Sample Paper For Above instruction
The initial step in analyzing transactions for Beverly Crusher’s new service business involves identifying and recording each event with accurate journal entries. These entries ensure that the financial records reflect the true economic activity during the month of April. The transactions range from initial capital investment, expenses, revenue recognition, and asset acquisitions, to payments for services rendered and supplies used.
On April 2, Beverly Crusher invested $32,000 cash along with equipment valued at $14,000, establishing the initial capital and assets for the business. This transaction increases cash and equipment assets and is recorded with a debit to Cash and Equipment and a credit to Owner’s Capital, illustrating the owner’s equity stake. The entry is:
Debit: Cash $32,000
Debit: Equipment $14,000
Credit: Owner’s Capital $46,000
Subsequently, on April 2, Beverly hired an administrative assistant with a salary of $290 weekly, payable monthly. This recurring expense warrants recognizing a salary expense and a liability or accrued wage payable, depending on payment timing:
Debit: Salaries and Wages Expense $1,160 (assuming four weeks, $290 per week)
Credit: Salaries and Wages Payable $1,160
Purchases of supplies on April 3 amounting to $700 on account are recorded by debiting Supplies and crediting Accounts Payable, representing an increase in assets and liabilities:
Debit: Supplies $700
Credit: Accounts Payable $700
Rent paid on April 7 for $600 is recognized as an expense:
Debit: Rent Expense $600
Credit: Cash $600
Services billed to clients on April 11 for $1,100, representing revenue earned but not yet received, are recorded as:
Debit: Accounts Receivable $1,100
Credit: Service Revenue $1,100
On April 12, Beverly received an advance payment of $3,200 for a management consulting engagement, creating a liability until earned:
Debit: Cash $3,200
Credit: Unearned Revenue $3,200
Cash received on April 17 of $2,300 for services completed is recognized as revenue:
Debit: Cash $2,300
Credit: Service Revenue $2,300
Insurance expense recorded on April 21 for $110 involves debiting Insurance Expense and crediting Cash:
Debit: Insurance Expense $110
Credit: Cash $110
Payments made to the administrative assistant on April 30 for $1,160, covering the entire month, are recorded as:
Debit: Salaries and Wages Expense $1,160
Credit: Cash $1,160
Finally, supplies used during April are determined by a physical count, noting that $120 of supplies had been consumed.

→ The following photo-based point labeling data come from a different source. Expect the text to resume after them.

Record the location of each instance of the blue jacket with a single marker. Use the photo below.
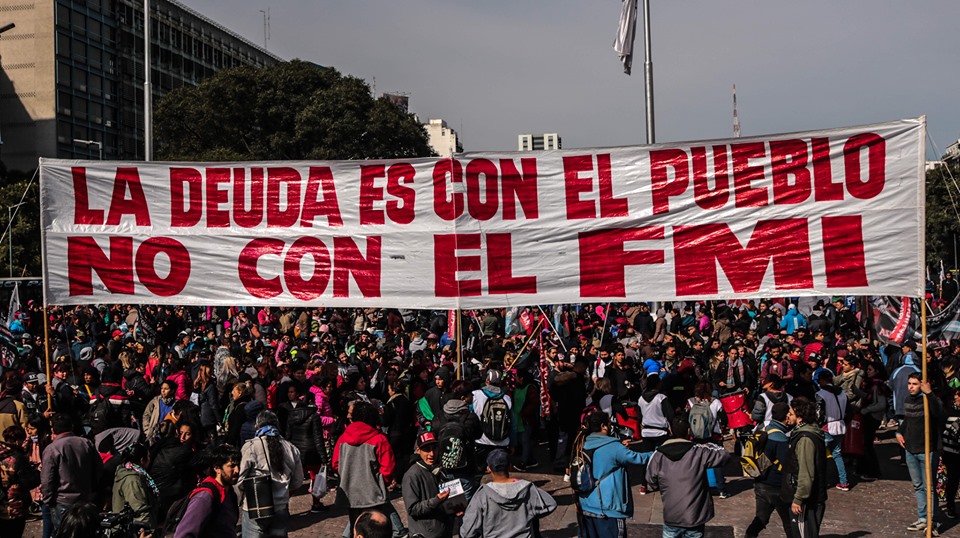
(793, 320)
(612, 497)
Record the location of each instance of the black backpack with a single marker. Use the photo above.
(179, 507)
(496, 418)
(454, 446)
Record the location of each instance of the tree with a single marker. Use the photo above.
(288, 111)
(943, 216)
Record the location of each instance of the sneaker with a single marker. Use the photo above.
(918, 525)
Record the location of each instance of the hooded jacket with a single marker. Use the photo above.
(365, 461)
(679, 470)
(506, 510)
(612, 497)
(426, 516)
(898, 382)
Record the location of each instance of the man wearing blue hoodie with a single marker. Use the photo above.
(900, 377)
(607, 507)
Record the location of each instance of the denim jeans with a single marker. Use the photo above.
(916, 464)
(834, 442)
(682, 532)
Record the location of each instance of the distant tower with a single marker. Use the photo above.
(736, 119)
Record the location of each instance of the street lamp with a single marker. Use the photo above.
(91, 143)
(10, 233)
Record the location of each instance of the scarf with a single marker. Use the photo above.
(268, 431)
(139, 470)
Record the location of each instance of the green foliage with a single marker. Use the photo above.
(287, 111)
(943, 216)
(26, 228)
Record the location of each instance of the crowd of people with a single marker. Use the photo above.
(194, 420)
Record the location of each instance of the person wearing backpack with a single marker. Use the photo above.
(605, 496)
(457, 433)
(211, 510)
(703, 419)
(494, 408)
(656, 414)
(766, 486)
(677, 470)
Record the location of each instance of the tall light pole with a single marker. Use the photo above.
(10, 234)
(147, 91)
(91, 143)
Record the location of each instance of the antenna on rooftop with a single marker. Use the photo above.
(266, 27)
(736, 119)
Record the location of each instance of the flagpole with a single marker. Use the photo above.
(648, 72)
(926, 421)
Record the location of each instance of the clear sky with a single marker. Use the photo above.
(496, 68)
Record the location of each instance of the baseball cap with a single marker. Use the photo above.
(426, 439)
(498, 461)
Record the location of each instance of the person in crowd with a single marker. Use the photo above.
(505, 506)
(494, 409)
(910, 435)
(212, 510)
(426, 515)
(676, 469)
(158, 409)
(805, 469)
(71, 466)
(606, 509)
(268, 453)
(398, 423)
(207, 398)
(656, 415)
(302, 428)
(833, 402)
(15, 468)
(873, 412)
(170, 464)
(365, 461)
(371, 524)
(767, 486)
(135, 489)
(899, 379)
(235, 416)
(773, 393)
(951, 452)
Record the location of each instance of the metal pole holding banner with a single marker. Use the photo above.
(147, 90)
(926, 420)
(46, 350)
(648, 72)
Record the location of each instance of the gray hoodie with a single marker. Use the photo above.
(505, 509)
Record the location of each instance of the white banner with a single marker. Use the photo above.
(835, 212)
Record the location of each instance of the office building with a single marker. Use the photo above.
(72, 73)
(444, 140)
(532, 142)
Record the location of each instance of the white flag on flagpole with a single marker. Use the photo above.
(626, 32)
(14, 306)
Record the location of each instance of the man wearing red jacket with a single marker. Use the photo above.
(365, 461)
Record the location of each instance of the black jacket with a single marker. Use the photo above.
(304, 431)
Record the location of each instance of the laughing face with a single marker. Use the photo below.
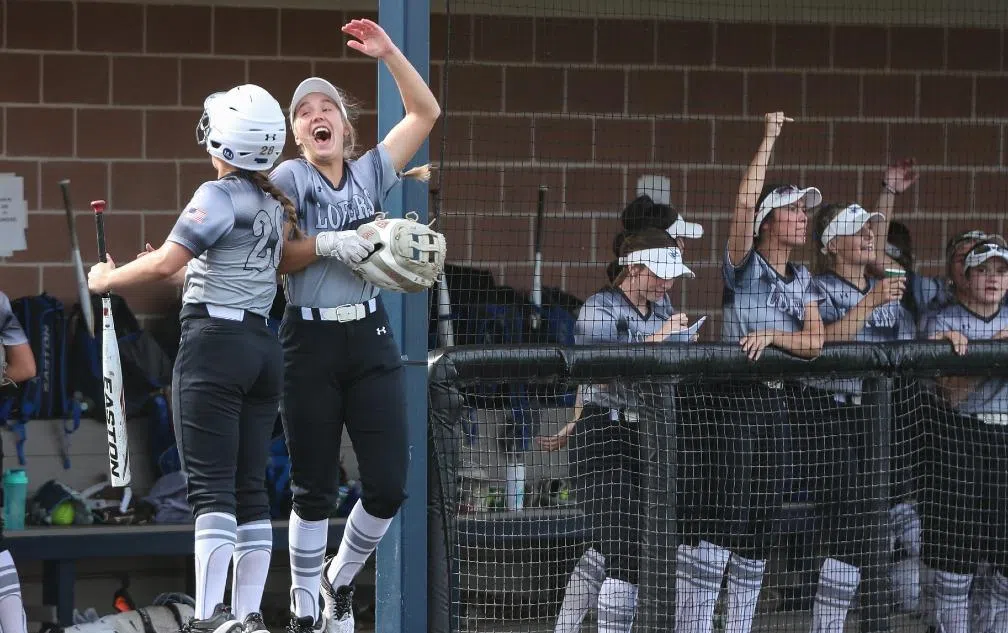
(320, 129)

The supplies account was initially increased on April 3, and adjusting entries are made at month-end to reflect the supplies used:
Debit: Supplies Expense $580 ($700 initial minus $120 remaining)
Credit: Supplies $580
Furthermore, the purchase of a new computer for $6,100 with personal funds, intended solely for business, signifies an asset addition:
Debit: Equipment $6,100
Credit: Owner’s Capital $6,100
In summary, each transaction systematically impacts specific accounts, either increasing or decreasing resources or obligations, and thus provides a comprehensive view of the company’s activities during the period. This process facilitates preparing accurate financial statements and analyzing the company’s financial health.
References
- Wild, J. J., Subramanyam, K. R., & Halsey, R. F. (2021). Financial Accounting (13th ed.). McGraw-Hill Education.
- Revsine, L., Collins, D., Johnson, W., & Mittelstaedt, F. (2018). Financial Reporting & Analysis (7th ed.). Pearson Education.
- Schroeder, R. G., Clark, M. W., & Cathey, J. M. (2019). Financial Accounting (12th ed.). Wiley.
- Heisinger, K., & Lombardo, S. (2014). Contemporary accounting (10th ed.). Cengage Learning.
- Epstein, L., & Jermakowicz, E. (2017). IFRS: A practical approach. Wiley.